In non-Catholic States the obligation to protect and promote the true religion still remains in place, but the level of tolerance of false religions obviously increases because of the Common Good and the threat of civil unrest. This is where Dignitatis Humanae seems to veer from the traditional teaching of the Church saying both that “religious communities…have the right not to be hindered in their public teaching and witness to their faith, whether by the spoken or by the written word”(DH 4). It seems to confuse true rights from mere tolerance. How this can be reconciled with the traditional teaching remains to be seen.
The traditional understanding then differs from the American Model. The American Model treats all religions as equal. This is contrary to justice however. As Leo XIII put it:
“Justice therefore forbids, and reason itself forbids, the State to be godless; or to adopt a line of action which would end in godlessness-namely, to treat the various religions (as they call them) alike, and to bestow upon them promiscuously equal rights and privileges. Since, then, the profession of one religion is necessary in the State, that religion must be professed which alone is true, and which can be recognized without difficulty, especially in Catholic States, because the marks of truth are, as it were, engravers upon it.”
Pope Leo XIII, Libertas 21
This also means that the Church cannot be treated as merely one other social organization. This means that the constitutionality defense, namely that religious congregations have not been singled out, of the religious quarantine does not fly. The Church not only should be treated differently than other religious groups, but also from all social groups. Lumping it in with other “large gatherings” is unjust and does great harm to the Common Good.
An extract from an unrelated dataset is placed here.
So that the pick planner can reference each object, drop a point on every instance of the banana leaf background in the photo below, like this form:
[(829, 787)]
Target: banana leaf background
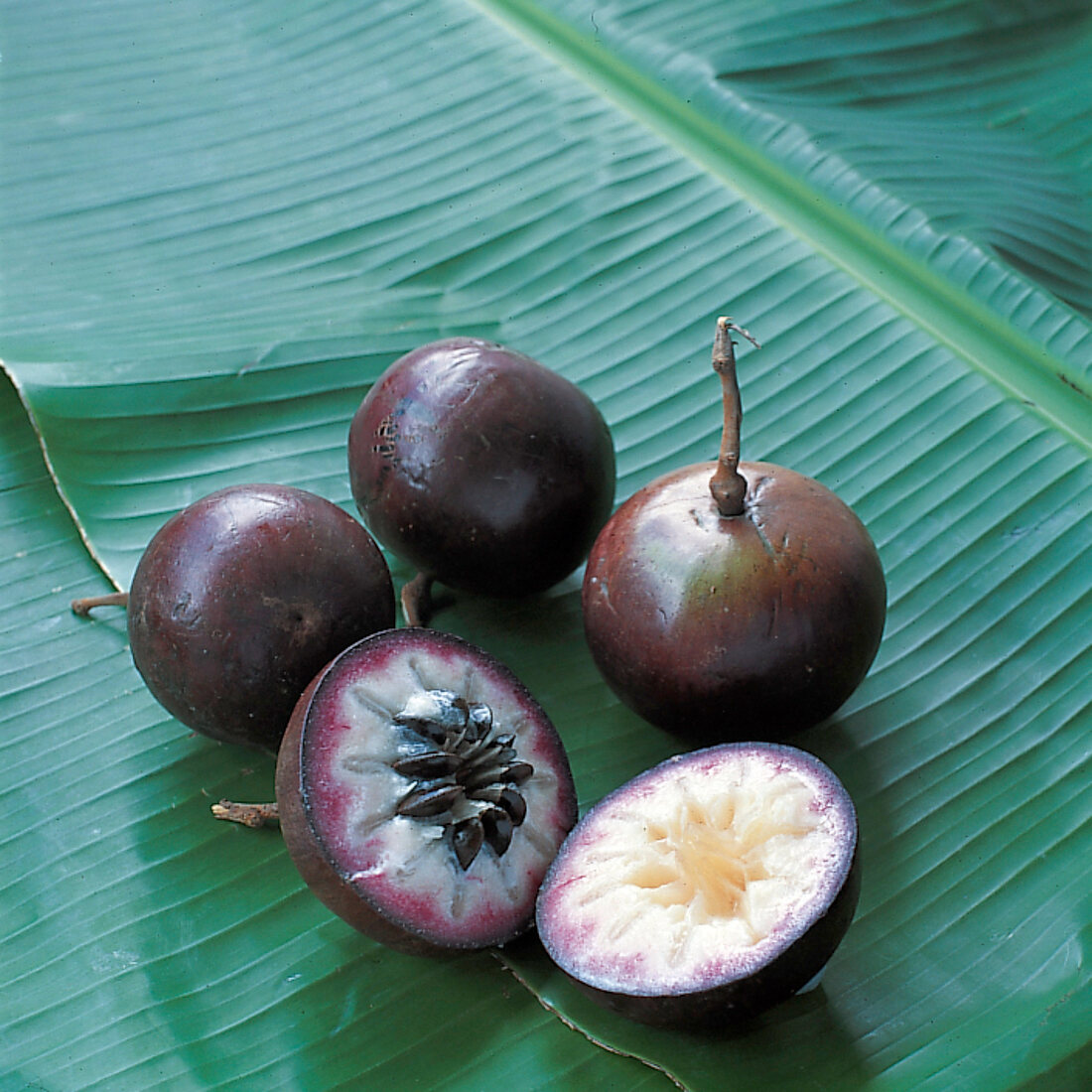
[(220, 220)]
Religious Liberty and the Power of the Church
The confusion regarding religious liberty has led to a grave misstep when it comes to the quarantining of the Church’s public worship and Sacraments. To be clear, the issue isn’t about whether Bishops should comply with the order of the State regarding not gathering. That question is best left up to the prudential judgment of the Bishops and their charism as Shepherds. But any compliance must be shown to be voluntary. It must be “we will comply” and not “we must comply”. Very few Bishops (if any) have made it clear that this is a voluntary cooperation, “signal proof of her motherly love by showing the greatest possible kindliness and indulgence” (Leo XIII, Immortale Dei 15) in cooperating with the State.
The Church has an obligation to repeatedly tell the State to stay in its lane and this situation is no different. Leo XIII, always aware of State encroachment upon the Church, said “Whatever, therefore in things human is of a sacred character, whatever belongs either of its own nature or by reason of the end to which it is referred, to the salvation of souls, or to the worship of God, is subject to the power and judgment of the Church. Whatever is to be ranged under the civil and political order is rightly subject to the civil authority” (ibid). This is because the spiritual common good always has precedent over the temporal common good.
When the transition back to normal life happens, the question is who decides when the Church may resume Masses? Is it the State or is it the Church? The way this has played out so far it appears that it will be the State which sets a dangerous precedent and gives the Church’s enemies great leeway in performing a “soft persecution” in the name of public health. The Shepherds of the Church must defend religious freedom and not cede any power over to the State.